Dostoevsky , he is my favorite writer.


----------



## Thalassa (Jun 10, 2010)

Tolstoy, by a large margin, I think he was a genius and deeply admirable as a man, not just as a writer. Plus I still put Anton Chekov and Alexander Pushkin above/before Dostoievski. I don't hate him, but there's something in his world view that does capture me, he's so gloomy, like the Anti-Henry Miller. I know I'm supposed to adore him, and also Shakespeare, but mostly I just kind of admire them both in theory.


----------



## Thalassa (Jun 10, 2010)

Mair said:


> Dostoevsky , he is my favorite writer.


You know what fascinates me about an ISTJ saying this is that Dostoievski introduced a lot of unrealistic elements or metaphysical elements, while Tolstoy used simple sentence construction, real life current or historical context and lots of details. 

They do share some common themes, though, for sure and praised one another. It's like they tackled the same topic in two different ways.


----------



## Slagasauras (Jun 26, 2013)

I've repeatedly try to pick Tolstoy up again and again and again. I much prefer Dostoevsky, Crime and Punishment was my favorite from him. I should read his other material another time.


----------



## Mair (Feb 17, 2014)

Slagasauras said:


> I've repeatedly try to pick Tolstoy up again and again and again. I much prefer Dostoevsky, Crime and Punishment was my favorite from him. I should read his other material another time.


Try reading The Karamazov Brothers, much better than Crime and Punishment in my opinion.


----------



## Slagasauras (Jun 26, 2013)

Mair said:


> Try reading The Karamazov Brothers, much better than Crime and Punishment in my opinion.

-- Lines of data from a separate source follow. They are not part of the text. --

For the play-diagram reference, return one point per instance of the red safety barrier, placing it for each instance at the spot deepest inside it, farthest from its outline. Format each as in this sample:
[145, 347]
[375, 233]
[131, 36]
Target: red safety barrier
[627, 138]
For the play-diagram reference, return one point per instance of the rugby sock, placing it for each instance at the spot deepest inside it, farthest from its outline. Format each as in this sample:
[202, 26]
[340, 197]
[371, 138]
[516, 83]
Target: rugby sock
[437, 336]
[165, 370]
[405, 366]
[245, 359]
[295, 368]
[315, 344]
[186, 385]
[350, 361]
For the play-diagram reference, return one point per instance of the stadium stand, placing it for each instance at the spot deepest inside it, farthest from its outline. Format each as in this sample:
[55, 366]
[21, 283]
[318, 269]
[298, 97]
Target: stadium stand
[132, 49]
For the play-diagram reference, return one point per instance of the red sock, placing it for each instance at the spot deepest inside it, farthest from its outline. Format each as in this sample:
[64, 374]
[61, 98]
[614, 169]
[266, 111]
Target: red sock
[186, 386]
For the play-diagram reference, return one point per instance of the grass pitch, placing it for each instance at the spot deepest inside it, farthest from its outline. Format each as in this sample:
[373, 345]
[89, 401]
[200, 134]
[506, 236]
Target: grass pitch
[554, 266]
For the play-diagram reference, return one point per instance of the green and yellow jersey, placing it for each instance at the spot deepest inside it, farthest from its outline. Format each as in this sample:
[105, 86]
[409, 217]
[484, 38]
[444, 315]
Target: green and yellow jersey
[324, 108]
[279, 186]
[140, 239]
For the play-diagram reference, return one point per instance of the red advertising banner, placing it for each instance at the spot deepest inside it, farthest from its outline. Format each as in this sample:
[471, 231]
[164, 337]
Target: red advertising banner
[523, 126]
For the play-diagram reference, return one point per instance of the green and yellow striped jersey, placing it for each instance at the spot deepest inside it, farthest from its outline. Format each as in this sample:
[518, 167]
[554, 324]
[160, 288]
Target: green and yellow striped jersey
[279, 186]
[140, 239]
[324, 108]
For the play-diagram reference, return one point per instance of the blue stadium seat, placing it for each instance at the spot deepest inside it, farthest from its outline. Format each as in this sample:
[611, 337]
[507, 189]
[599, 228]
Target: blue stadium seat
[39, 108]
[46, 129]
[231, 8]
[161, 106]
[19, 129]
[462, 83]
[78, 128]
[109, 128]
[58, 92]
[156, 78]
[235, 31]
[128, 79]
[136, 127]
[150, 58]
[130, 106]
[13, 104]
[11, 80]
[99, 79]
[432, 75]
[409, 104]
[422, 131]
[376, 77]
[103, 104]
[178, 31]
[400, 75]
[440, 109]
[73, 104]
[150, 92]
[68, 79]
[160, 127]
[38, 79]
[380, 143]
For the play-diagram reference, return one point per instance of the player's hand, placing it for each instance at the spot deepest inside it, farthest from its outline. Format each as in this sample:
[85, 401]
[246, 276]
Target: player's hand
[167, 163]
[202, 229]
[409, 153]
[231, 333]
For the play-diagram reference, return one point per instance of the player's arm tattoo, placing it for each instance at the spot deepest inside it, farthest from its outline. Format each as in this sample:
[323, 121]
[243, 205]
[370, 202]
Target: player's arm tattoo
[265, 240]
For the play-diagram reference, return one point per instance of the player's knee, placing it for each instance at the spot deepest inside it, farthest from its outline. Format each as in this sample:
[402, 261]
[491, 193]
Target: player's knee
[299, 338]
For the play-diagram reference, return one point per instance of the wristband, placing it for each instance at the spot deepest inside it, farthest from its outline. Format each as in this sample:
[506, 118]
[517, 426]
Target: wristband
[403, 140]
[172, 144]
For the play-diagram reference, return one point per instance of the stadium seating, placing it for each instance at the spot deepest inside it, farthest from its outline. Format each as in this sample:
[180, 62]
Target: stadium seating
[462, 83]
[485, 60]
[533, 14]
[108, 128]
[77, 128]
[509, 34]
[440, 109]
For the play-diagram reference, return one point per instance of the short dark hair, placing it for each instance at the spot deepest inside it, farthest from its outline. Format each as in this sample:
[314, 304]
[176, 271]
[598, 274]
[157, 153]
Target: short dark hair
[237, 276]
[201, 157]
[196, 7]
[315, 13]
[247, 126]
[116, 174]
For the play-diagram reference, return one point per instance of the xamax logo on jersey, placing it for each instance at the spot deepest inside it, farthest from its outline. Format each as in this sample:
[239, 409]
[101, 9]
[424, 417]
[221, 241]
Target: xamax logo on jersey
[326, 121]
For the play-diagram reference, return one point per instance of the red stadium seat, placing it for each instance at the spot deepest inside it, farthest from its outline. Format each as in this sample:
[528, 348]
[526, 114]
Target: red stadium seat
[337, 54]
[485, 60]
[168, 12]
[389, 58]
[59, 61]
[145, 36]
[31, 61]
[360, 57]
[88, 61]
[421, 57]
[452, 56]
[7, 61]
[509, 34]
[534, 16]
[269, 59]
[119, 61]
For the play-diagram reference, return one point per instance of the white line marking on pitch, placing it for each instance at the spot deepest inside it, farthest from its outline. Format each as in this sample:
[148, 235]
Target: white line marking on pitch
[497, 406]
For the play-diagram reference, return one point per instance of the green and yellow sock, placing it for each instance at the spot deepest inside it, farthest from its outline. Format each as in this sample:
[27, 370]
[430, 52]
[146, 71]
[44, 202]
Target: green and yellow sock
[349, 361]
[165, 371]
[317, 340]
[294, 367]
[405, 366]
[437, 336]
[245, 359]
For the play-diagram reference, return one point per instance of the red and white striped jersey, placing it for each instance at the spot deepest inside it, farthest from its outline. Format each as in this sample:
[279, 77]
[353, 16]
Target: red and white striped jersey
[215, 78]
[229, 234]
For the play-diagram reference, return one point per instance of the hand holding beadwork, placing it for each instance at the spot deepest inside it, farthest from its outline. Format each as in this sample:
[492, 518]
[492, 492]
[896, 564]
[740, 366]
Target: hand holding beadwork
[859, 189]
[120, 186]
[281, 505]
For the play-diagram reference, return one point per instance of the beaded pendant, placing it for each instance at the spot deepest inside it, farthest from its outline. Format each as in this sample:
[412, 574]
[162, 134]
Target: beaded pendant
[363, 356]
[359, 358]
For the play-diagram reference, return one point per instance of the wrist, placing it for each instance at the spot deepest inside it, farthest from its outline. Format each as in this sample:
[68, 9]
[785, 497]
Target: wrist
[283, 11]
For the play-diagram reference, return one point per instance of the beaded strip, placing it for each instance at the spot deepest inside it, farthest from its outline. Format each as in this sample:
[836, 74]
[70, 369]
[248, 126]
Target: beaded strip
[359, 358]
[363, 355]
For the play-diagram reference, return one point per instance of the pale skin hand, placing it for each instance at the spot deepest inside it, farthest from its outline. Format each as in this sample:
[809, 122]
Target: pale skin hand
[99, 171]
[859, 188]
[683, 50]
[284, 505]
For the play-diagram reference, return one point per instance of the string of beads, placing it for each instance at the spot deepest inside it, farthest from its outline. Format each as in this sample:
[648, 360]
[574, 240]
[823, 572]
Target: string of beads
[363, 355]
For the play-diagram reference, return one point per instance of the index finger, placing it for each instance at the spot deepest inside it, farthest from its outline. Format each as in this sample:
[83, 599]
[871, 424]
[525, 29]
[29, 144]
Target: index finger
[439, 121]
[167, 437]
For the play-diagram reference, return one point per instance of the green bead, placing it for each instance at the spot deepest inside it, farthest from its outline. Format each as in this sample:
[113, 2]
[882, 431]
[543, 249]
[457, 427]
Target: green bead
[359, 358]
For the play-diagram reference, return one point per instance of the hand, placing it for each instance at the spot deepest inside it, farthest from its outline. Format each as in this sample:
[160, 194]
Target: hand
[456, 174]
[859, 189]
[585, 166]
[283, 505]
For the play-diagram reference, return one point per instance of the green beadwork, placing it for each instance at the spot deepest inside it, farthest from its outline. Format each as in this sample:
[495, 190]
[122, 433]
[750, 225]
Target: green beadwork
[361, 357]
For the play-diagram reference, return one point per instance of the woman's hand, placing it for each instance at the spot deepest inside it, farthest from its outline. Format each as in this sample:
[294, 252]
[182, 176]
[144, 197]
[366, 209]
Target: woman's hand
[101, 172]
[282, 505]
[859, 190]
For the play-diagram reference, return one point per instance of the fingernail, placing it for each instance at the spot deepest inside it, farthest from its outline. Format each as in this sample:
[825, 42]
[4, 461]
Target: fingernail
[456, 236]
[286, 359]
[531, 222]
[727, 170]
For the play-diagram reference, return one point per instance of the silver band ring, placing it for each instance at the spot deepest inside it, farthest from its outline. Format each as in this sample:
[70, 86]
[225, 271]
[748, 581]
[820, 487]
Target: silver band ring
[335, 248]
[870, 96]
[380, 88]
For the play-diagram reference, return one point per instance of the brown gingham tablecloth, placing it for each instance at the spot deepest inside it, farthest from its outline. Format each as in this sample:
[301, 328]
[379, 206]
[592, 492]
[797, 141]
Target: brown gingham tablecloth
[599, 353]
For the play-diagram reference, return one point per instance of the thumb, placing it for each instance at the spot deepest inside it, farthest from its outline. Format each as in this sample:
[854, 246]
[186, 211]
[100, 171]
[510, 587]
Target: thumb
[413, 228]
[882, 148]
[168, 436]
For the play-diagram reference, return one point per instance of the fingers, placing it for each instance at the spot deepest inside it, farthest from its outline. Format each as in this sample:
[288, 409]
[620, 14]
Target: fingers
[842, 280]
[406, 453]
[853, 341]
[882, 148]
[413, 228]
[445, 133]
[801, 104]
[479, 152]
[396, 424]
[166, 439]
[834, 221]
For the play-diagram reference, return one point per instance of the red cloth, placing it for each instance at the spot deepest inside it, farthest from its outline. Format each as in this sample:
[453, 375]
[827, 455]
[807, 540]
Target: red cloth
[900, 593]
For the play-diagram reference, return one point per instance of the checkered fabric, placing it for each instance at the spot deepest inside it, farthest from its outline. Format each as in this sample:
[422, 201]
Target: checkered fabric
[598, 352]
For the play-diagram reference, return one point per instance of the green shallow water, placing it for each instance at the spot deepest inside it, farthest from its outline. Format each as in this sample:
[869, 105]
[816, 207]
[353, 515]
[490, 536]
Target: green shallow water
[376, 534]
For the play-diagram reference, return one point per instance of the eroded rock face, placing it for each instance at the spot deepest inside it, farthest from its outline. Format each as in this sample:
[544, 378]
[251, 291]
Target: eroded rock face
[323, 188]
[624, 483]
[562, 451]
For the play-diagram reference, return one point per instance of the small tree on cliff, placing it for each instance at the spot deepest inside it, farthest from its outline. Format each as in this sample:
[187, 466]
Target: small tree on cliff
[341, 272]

That's what was on the tip of my tongue and sadly I could not form it into words. It's on my list, thanks!


----------



## Fredward (Sep 21, 2013)

I'm not voting since I've never read anything by Tolstoy but I tried reading The Brothers Karamazov and I was incredibly fucking bored for the entirety of the few hundred pages I read. It might have been the time stamp but the characterization irked me (especially the females), the themes held no appeal and the philosophy was pat and heavy handed. Though don't ask me to point out specific's since I don't remember much anymore and I won't go back I tells yah!


----------



## Jagdpanther (May 16, 2015)

I really love both.


----------



## TimeWaster (Apr 26, 2015)

That poll is rigged.


----------



## philomath (May 19, 2015)

Fyodor is my choice


----------



## Incline (Oct 21, 2011)

I love both, but Dostoyevsky has always been my favourite writer and always will be.


----------



## Socratic1 (Oct 30, 2013)

Writing my thesis on Dostoevsky. It feels like an abusive relationship. But I love him with all my heart, and don't want to leave.


----------



## JackA (Oct 6, 2015)

Geniuses. I love both, and it's really tough to choose one, but I voted for Dostoyevsky


----------